Couey told The Defender:
“Their ‘observations’ are made without any data from HPV prevalence in these populations before vaccination and using a general linear model, or GLM, to interpret their data set. There are no quantitative differences for the authors to draw from in their data without mathematically extending it to a synthetically generated data set using a mathematical fitting technique the authors termed a graphical independence network, or GIN, model.
“The distinction between conclusions drawn from real-world observations in experiments versus conclusions drawn from mathematical modeling inference is dubiously blurred in this article and the follow-up coverage of it.
“Their conclusions are not based on disproving a null hypothesis using an experiment.
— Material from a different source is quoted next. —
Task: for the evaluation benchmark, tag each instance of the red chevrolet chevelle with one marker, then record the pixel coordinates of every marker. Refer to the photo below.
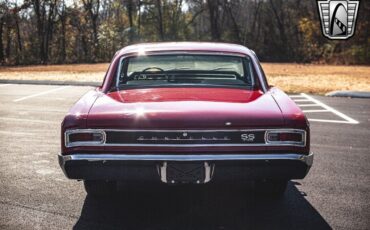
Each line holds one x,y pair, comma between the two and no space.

Their conclusions are at best inferences drawn from the interpretation of mathematical models applied to limited real-world data.”
That research also claimed that HPV vaccination with moderate coverage “eradicates” oncogenic HPV if a gender-neutral strategy is used. It also asserted in 2018 that there was no evidence of type replacement — findings this current study upends.
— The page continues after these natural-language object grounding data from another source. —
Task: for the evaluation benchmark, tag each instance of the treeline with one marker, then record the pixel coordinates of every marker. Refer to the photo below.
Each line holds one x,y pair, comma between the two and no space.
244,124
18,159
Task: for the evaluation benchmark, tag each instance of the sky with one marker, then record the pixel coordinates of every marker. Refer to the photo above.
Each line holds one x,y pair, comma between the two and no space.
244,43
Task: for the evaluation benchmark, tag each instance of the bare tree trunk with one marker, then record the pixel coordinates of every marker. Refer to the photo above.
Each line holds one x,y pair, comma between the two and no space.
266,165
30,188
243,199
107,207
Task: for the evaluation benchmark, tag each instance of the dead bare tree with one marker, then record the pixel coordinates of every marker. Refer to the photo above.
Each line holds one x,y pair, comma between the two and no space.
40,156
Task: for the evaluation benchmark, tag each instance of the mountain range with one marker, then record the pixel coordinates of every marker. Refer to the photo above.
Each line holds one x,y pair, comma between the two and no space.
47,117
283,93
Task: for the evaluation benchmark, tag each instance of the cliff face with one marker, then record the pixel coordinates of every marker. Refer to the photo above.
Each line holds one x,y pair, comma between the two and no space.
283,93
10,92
Those Big Pharma corporations have been dedicated over the last several years to expanding HPV vaccination throughout the world to girls, but also more recently to boys and to young and middle-aged adults.
Various agencies of the Department of Health and Human Services have spent at least tens of millions of dollars on behavioral research to increase vaccine uptake in the U.S.
Gavi, the Vaccine Alliance —- primarily funded by the Gates Foundation —- recently announced WHO-supported plans to vaccinate 86 million girls in low- and middle-income countries against HPV by 2025 as part of the global plan to eradicate cervical cancer.
At the same time, HPV Gardasil vaccine-producer Merck, which has invested heavily in shaping the market since the U.S. Food and Drug Administration approved the drug in 2006, last month announced that its 2023 third-quarter Gardasil sales grew 13% to $2.6 billion.
Merck’s Gardasil was first licensed in 2006 for use in girls and women ages 9-26 to prevent four high-risk strains of HPV.
The FDA in 2009 expanded the license for use in males ages 9-26 for the prevention of genital warts and in 2011, the Centers for Disease Control and Prevention’s Advisory Committee on Immunization Practices recommended it for routine use in boys.
In 2014, the FDA approved Gardasil 9, designed to protect against nine HPV strains, for use in the prevention of HPV-related cervical, vaginal and vulvar cancers in females and HPV-related anogenital lesions and anal cancers in males and females.
The FDA in 2018 also expanded the age range of potential HPV vaccines to males and females between the ages of 9 and 45.